Tim Parnell is trying to catch "trout" from a garbage can lying bottom side up in his office in Amsterdam airport when Bill Stanford, executive vice-president of Pan World Airways, hires him to investigate the mysterious bombing of three PWA planes followed by a two-million dollar ransom note.


The American detective's appearance doesn't inspire Standford's confidence — big frame, no tie, unbuttoned shirt, tousled hair, and fly casting at three o'clock in the afternoon. The former CIA agent is the best investigator of airline crimes and that's what a desperate Stanford needs to save his airline company.

"There was only one man in the world who had a prayer of doing that, and he was in Amsterdam. Tim Parnell. International private eye. If anyone could put a crimp in the Mafia's new sky-jack extortion game, it was Parnell..."

Parnell takes up the case, for a tidy fee and an all-expense account, because he provides good value for good money and because he knows where and how to find the hoods who are bombing planes with no passengers in them. The sleuth wastes no time in getting on the trail of the blackmailers whose tentacles are spread across America and Europe. He does so by accompanying Stanford on his first "drop" of ransom money somewhere between Zurich and Brussels.


The story then moves back and forth between Monte Carlo, Geneva, Marseilles, New York, Paris and Amsterdam as the hard-nosed detective with a predilection for taking risks discovers a caboodle of gangsters — American mafia led by the mastermind, the son of an NY don, and a big-time Italian drug runner — are behind the ransom caper. 

Even as Parnell gathers clinching evidence against the hoods, with help from a French private detective and an ex-cop, Standford, who has hired him on the sly, takes him off the case. The ransom has been paid and no more PWA planes have been bombed.

But the American detective continues his investigations, with what's left of the unaccounted fee from Stanford, because he realises that the people who bombed Pan World Airways planes will soon pick another target. They pick Lufthansa...and Parnell closes in. In the end Parnell, with a bit of smart thinking, is richer by the millions and a broad he has grown fond of.
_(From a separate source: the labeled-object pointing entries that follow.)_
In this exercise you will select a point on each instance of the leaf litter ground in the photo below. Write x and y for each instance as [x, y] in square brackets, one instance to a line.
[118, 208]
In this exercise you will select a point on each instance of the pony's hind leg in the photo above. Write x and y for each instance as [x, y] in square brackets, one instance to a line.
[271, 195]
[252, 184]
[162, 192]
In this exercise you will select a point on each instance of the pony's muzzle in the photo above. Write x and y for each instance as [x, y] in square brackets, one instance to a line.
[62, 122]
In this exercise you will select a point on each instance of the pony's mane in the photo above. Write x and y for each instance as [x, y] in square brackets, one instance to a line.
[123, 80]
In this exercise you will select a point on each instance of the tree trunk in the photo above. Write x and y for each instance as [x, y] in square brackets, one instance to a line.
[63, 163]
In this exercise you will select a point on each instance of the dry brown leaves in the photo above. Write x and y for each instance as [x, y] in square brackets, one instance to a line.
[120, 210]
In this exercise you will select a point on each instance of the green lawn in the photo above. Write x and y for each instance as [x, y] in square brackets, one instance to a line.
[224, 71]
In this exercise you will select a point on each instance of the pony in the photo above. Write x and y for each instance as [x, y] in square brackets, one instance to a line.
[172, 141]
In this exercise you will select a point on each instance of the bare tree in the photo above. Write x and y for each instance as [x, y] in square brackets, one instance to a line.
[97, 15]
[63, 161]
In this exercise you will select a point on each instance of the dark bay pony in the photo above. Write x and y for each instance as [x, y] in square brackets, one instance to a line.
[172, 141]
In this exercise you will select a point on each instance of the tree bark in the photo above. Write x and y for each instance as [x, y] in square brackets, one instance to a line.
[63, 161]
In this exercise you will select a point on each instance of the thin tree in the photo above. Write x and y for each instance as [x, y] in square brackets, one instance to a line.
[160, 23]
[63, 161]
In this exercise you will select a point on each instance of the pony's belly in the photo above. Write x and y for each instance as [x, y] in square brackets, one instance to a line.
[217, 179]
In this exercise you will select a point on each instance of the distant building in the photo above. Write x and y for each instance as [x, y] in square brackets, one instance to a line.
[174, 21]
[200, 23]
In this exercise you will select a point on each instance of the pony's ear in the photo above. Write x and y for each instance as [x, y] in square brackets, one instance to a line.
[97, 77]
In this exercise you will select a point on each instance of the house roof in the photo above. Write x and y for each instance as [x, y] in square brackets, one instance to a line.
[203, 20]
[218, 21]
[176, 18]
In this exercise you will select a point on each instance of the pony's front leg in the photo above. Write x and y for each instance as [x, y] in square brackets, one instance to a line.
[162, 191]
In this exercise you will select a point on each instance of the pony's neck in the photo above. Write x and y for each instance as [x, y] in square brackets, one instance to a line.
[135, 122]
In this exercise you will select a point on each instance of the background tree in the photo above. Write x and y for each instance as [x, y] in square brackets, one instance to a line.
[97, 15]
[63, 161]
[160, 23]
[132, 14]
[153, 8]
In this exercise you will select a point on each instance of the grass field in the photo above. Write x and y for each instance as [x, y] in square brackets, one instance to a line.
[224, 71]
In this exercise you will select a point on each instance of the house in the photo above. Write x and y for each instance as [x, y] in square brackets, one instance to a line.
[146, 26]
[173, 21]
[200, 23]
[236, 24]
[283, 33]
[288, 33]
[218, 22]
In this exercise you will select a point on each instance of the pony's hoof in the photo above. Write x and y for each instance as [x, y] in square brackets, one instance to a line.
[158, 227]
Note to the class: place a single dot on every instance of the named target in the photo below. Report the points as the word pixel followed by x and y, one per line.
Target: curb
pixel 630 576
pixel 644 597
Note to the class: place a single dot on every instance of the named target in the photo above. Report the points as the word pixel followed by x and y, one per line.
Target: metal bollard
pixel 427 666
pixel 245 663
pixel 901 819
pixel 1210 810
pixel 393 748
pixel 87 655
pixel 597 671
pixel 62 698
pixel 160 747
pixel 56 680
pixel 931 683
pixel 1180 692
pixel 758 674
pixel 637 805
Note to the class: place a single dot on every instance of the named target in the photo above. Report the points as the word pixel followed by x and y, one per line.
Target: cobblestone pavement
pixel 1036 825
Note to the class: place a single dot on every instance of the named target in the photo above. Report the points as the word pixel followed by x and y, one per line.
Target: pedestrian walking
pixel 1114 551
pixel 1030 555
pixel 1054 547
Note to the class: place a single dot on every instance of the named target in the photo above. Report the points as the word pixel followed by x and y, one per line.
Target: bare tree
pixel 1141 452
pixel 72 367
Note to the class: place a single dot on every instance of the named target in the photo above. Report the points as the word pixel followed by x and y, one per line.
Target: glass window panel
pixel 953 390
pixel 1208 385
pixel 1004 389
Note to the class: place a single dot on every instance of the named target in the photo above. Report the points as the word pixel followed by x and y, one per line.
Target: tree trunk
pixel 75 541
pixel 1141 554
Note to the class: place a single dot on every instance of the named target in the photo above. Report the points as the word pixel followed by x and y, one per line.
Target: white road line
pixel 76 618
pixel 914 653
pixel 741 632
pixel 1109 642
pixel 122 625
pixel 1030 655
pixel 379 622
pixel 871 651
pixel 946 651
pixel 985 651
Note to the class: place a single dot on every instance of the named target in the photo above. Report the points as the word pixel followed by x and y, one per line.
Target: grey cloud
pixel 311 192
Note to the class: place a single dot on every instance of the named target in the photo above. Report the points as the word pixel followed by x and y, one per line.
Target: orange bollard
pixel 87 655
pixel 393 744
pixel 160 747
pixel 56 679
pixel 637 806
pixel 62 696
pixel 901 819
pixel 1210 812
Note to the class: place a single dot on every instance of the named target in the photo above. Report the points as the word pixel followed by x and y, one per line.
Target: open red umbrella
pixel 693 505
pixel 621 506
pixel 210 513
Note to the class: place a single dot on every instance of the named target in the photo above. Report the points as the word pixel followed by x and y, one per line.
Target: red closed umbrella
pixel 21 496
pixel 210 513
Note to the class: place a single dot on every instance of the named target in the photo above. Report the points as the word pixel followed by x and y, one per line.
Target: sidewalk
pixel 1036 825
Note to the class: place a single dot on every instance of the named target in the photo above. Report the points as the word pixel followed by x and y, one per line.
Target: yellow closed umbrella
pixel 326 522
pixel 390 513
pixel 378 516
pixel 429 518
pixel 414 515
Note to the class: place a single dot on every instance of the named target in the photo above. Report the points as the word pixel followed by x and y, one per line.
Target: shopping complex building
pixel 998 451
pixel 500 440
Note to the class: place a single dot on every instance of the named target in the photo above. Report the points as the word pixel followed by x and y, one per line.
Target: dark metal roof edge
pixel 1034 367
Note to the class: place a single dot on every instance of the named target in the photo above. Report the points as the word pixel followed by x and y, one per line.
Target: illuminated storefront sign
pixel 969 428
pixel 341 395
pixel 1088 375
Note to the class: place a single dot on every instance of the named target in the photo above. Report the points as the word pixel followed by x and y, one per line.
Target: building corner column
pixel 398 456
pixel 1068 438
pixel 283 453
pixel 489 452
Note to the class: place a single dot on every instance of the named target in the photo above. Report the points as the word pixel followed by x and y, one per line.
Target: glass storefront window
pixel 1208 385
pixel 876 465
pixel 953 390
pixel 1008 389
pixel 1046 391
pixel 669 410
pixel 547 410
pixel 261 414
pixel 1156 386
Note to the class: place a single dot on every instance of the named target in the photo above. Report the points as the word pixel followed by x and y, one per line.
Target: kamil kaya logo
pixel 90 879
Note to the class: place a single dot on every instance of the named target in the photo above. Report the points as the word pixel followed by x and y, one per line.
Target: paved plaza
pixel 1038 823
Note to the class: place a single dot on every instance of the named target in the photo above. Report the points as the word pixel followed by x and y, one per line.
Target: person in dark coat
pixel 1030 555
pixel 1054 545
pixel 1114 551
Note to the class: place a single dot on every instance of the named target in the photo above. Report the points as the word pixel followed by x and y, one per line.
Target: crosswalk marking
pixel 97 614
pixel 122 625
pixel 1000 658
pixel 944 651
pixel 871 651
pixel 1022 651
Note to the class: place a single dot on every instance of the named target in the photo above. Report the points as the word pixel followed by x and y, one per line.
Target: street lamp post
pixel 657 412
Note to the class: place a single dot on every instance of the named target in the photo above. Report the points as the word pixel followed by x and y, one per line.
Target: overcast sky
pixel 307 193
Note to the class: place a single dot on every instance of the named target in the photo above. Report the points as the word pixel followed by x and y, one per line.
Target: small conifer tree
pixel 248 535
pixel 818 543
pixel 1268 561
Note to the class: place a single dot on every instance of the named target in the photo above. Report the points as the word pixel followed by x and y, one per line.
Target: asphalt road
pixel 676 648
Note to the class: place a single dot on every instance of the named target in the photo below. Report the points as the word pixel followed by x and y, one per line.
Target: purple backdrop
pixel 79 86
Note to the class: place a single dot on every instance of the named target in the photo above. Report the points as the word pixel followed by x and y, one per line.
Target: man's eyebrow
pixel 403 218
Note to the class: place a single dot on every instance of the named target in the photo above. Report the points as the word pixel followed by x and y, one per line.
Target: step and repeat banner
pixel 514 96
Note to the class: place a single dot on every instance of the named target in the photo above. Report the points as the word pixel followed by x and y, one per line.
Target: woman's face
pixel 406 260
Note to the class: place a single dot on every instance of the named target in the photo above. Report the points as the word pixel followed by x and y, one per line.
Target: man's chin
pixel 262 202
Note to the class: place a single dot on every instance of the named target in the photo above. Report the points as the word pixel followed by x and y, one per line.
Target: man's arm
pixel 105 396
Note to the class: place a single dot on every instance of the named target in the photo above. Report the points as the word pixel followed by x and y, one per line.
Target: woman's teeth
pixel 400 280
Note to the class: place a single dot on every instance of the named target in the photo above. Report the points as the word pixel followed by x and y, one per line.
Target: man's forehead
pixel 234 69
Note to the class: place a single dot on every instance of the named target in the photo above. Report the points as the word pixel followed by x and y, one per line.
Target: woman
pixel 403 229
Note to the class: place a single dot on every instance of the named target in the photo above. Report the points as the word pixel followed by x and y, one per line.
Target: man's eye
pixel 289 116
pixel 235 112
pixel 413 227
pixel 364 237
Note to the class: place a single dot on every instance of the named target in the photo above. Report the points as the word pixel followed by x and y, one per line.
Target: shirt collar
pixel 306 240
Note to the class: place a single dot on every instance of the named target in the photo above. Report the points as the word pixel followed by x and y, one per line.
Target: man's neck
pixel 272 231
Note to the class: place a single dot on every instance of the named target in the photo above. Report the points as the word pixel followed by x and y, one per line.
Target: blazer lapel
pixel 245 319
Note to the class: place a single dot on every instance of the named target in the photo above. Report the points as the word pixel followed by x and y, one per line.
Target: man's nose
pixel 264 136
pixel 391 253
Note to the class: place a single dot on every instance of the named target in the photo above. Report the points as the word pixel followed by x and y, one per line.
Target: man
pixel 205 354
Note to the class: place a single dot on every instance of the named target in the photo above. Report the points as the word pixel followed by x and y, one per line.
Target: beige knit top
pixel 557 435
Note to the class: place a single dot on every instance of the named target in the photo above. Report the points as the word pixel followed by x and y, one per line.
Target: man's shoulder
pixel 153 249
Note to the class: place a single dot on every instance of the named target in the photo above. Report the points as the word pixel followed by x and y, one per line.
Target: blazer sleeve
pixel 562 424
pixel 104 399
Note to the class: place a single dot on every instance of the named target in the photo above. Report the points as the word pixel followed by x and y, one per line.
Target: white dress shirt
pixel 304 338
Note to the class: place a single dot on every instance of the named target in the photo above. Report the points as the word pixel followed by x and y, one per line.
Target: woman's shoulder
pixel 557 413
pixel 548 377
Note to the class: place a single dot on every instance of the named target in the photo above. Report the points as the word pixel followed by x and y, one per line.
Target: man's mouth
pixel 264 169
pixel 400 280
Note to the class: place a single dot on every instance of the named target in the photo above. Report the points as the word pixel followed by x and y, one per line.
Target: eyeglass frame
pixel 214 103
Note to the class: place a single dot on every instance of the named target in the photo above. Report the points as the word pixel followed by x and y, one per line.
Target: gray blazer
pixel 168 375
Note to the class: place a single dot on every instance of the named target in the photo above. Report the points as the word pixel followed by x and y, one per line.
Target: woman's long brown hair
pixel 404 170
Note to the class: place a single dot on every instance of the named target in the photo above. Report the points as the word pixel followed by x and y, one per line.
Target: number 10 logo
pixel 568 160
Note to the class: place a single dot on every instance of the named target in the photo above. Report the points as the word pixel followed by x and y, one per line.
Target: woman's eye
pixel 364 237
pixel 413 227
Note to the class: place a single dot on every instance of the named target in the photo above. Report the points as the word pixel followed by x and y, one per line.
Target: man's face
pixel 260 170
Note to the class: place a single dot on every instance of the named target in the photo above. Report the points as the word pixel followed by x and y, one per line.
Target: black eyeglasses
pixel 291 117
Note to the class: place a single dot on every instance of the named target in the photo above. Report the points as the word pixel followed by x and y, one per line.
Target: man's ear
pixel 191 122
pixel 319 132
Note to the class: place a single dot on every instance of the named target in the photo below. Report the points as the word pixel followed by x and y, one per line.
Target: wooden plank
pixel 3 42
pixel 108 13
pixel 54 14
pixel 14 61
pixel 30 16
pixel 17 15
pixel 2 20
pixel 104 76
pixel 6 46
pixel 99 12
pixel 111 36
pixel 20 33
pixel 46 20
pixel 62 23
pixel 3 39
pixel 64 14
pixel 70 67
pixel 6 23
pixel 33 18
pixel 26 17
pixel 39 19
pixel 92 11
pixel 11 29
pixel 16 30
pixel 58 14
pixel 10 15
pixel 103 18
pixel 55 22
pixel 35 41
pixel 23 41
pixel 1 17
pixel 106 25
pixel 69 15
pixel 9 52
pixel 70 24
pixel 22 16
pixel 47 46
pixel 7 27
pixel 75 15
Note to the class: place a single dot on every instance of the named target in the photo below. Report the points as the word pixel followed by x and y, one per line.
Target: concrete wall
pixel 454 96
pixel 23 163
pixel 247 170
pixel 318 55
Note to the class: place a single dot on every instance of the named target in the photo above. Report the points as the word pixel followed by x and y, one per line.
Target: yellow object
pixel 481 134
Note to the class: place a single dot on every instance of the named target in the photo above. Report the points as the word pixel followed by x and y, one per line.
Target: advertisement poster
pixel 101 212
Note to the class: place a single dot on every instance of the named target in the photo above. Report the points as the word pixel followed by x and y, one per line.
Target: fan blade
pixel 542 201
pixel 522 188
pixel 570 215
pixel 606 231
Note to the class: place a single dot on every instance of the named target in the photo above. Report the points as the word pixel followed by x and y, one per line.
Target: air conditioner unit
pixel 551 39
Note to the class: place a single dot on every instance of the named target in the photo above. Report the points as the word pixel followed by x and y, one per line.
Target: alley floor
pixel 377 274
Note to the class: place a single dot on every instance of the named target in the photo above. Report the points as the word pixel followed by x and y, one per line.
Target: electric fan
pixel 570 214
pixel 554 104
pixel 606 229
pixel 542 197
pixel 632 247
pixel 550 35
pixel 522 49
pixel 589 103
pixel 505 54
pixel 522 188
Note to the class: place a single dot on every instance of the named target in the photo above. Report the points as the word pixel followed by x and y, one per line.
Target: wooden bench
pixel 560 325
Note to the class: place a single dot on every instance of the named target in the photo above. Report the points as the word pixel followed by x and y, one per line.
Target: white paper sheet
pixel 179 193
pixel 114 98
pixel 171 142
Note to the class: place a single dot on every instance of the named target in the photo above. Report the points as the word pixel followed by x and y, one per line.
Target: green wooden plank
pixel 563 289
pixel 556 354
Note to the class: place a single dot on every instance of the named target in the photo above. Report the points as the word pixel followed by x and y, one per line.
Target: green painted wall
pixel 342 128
The Payoff is a racy novel in the mould of a James Hadley Chase. There is never a dull moment in the 191-page turner which was published in 1973. It’s a predictable storyline but Don Smith tells it well. I recommend it if you have nothing better to read. 

There is very little about Don Smith and his other works on the internet, though I found something else. Private Eyes 101 Knights: A Survey of American detective Fiction 1922-1984 by Robert A. Baker and Michael T. Nietzel (1985), among other interesting things, briefly discusses the number of American detectives like Tim Parnell who have moved abroad to practice their investigative work. Don Smith has written books featuring Parnell — The Man Who Played Thief (1971), The Padrone (1971) and Corsican Takeover (1973) — as well as about a secret agent, Phil Sherman, who has featured in 16 secret missions.